Füssen – Zerkratzte Böden, eine dicke Fettschicht im Ofen und ein Keller bis zur Decke voller Müll: Eigentlich hatte Sabine Müller (Name von der Redaktion geändert) ihre Wohnung erst vor drei Jahren komplett saniert.

Doch jetzt sind sie und ihr Mann erneut am Putzen, Reparieren und Streichen. Daneben stapeln sich auf dem Schreibtisch die Rechnungen, unter anderem vom Anwalt und Gericht. Der Grund: Sabine Müller wurde nach eigenen Angaben Opfer einer sogenannten Mietnomadin. Die ließ nicht nur die Wohnung verlottern, sondern zahlte häufig auch keine Miete. Die Folge: Ein Schaden von über 8000 Euro. 

Aus Mitleid, so die Version von Vermieterin Müller, hatte sie 2016 ihre Wohnung an die Mittdreißigerin vermietet. Diese musste damals aus ihrer bisherigen Bleibe raus und wollte nun mit ihrem Ehemann und den beiden Kindern in die neue, 80 Quadratmeter große Wohnung einziehen. Doch zur Vertragsunterzeichnung kam die Ungarin allein – das Paar hatte sich zwischenzeitlich getrennt.
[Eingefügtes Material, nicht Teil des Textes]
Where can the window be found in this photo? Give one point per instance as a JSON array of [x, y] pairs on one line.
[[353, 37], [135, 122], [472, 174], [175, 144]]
Trotzdem zog sie am 1. April 2016 allein in die 3,5-Zimmerwohnung ein und zahlte auch pünktlich und in bar die erste Miete. 

Doch dann fing für Müller der Ärger an. Die Zahlungen kamen verspätet, nur in Teilen oder gar nicht. Zwar übernahm das Jobcenter die Miete – allerdings nicht in voller Höhe, da die Frau keinen Anspruch auf so eine große Wohnung hatte, so Müller. Sie suchte daraufhin das Gespräch mit ihrer Mieterin, die sich die vier Räume mittlerweile mit Freund und Hund teilte. Doch alle Ermahnungen halfen nichts. 

In solch einem Fall sollte der Vermieter möglichst schnell aktiv werden, rät Annegret Viebig-Sandler, Erste Vorsitzende des Haus- und Grundbesitzervereins Füssen. „Wenn ein Vermieter schon die erste Miete von seinem Mieter nicht bekommt, sollte er sich selbstverständlich umgehend rechtlich beraten lassen, eine Abmahnung mit Kündigungsandrohung dem Mieter zuleiten und spätestens, wenn zwei Monatsmieten nicht eingegangen sind, auch von seinem Kündigungsrecht Gebrauch machen“, so Viebig-Sander. 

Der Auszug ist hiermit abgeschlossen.